As is evident, light, its organised mutation and pirouetting transformations, form the core of the dreamy lighting installation, that takes to heart, design as an emotion. Light is considered as an “intangible but malleable material”, brought to life with specialised technology, and is guiding seamlessly to build atmospheres through which the audience can interact with it. The said material is choreographed to metamorphose, mix, cut, dialogue and fade away.
A chromatic balance is achieved with hues of red, blue and orange that bleed into and away from each other to become soft purples, greys and pastels, to contrast mystically with the untouched white and black spaces of the space which attains further character with a soundscape by musical artist Mans O.
The exhibition hall features “non-existent” spaces created by several lasers positioned on lighting stands that form two dimensional planes, essentially becoming walls of light that change and move as massive construction panels whose consistency is interrupted by other objects and visitors. Smoke machines and some physical volumes appear and disappear as part of the exhibit to further the magical ambience, such as lit wooden panels and a short tree fitted to a motorised base that slowly spins and rotates. The latter forms the focal point for the exhibition, its branching rotating. When it comes across the moving planes, strips of light are thrown into the space as another element. Simultaneously, wooden panels suspended from the ceiling cut off these beams of light, as if they are swallowing them whole.

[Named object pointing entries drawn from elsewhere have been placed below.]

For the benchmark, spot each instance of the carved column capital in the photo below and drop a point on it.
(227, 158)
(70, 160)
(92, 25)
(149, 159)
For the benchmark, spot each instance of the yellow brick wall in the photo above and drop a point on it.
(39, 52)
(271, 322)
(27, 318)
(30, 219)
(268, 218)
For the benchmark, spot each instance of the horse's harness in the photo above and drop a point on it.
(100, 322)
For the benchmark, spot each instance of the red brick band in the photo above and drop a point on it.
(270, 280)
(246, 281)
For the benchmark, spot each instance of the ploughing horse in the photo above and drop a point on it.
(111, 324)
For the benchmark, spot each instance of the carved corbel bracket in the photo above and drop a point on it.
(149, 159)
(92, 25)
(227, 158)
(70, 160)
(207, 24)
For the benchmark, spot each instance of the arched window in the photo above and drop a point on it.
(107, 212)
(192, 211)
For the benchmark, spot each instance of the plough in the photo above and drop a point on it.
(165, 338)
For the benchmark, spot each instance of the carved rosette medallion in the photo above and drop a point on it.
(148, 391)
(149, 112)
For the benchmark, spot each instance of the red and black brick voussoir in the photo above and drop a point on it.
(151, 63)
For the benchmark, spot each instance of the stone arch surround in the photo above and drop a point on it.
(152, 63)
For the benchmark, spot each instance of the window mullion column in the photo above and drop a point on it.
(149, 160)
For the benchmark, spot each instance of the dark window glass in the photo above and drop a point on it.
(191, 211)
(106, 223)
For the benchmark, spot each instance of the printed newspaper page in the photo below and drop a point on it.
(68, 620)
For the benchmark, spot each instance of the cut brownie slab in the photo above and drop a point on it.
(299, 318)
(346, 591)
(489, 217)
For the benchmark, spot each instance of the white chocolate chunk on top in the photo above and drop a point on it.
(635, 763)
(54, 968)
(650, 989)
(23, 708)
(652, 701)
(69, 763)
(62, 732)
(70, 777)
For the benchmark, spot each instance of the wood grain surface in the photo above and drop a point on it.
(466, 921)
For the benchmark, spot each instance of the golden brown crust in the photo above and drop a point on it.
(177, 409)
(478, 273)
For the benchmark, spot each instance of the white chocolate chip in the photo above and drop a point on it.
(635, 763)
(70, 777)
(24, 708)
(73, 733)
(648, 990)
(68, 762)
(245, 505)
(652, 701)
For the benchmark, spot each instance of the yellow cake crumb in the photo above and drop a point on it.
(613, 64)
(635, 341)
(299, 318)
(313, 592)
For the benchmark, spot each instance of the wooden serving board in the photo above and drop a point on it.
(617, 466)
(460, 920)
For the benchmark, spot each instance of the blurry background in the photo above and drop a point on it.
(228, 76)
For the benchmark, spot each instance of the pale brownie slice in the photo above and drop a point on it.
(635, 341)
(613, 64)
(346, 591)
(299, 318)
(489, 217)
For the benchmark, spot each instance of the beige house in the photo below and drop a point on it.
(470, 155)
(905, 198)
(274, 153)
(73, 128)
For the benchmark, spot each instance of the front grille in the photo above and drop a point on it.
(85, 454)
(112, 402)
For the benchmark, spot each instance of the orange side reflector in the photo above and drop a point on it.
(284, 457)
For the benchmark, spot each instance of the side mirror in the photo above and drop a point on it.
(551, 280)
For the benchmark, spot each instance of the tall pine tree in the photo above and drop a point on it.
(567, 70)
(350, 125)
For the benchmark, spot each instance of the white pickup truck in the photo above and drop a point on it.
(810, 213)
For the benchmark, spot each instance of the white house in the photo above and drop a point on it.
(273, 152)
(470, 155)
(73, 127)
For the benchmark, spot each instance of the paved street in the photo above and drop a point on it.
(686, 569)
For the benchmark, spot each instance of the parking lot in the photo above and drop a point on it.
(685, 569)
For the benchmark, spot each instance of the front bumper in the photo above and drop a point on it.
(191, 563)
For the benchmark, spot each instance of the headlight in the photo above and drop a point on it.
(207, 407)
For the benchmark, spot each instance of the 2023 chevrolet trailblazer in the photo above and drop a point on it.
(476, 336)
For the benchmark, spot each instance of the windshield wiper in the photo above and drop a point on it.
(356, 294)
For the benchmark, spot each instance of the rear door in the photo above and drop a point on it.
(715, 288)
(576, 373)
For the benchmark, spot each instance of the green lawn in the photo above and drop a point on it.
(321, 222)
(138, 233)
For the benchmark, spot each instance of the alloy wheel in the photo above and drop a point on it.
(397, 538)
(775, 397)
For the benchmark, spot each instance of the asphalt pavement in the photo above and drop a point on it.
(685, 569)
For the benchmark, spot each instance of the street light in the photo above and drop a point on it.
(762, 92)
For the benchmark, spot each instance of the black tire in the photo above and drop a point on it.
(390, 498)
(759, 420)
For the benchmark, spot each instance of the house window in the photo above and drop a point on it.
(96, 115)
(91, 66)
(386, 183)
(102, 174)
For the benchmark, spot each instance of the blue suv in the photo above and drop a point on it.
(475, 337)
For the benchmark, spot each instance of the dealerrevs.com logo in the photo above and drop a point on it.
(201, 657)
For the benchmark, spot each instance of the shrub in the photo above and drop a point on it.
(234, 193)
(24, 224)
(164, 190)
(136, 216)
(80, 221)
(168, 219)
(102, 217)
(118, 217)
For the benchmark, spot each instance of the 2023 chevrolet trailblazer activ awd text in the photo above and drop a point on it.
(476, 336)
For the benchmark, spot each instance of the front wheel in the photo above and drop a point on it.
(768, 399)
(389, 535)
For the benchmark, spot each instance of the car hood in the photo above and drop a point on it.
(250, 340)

This edition of the Madrid Design Festival (February 15 – March 13, 2022) celebrated its first five years with an extraordinary programme, turning Madrid into the capital of design, outlined by a leitmotif "to change the world by using design as a transformative element. This motto fully reflects Simon’s 100-year history as a specialist in lighting, technology and automation systems for controlling light in every environment," the company shares.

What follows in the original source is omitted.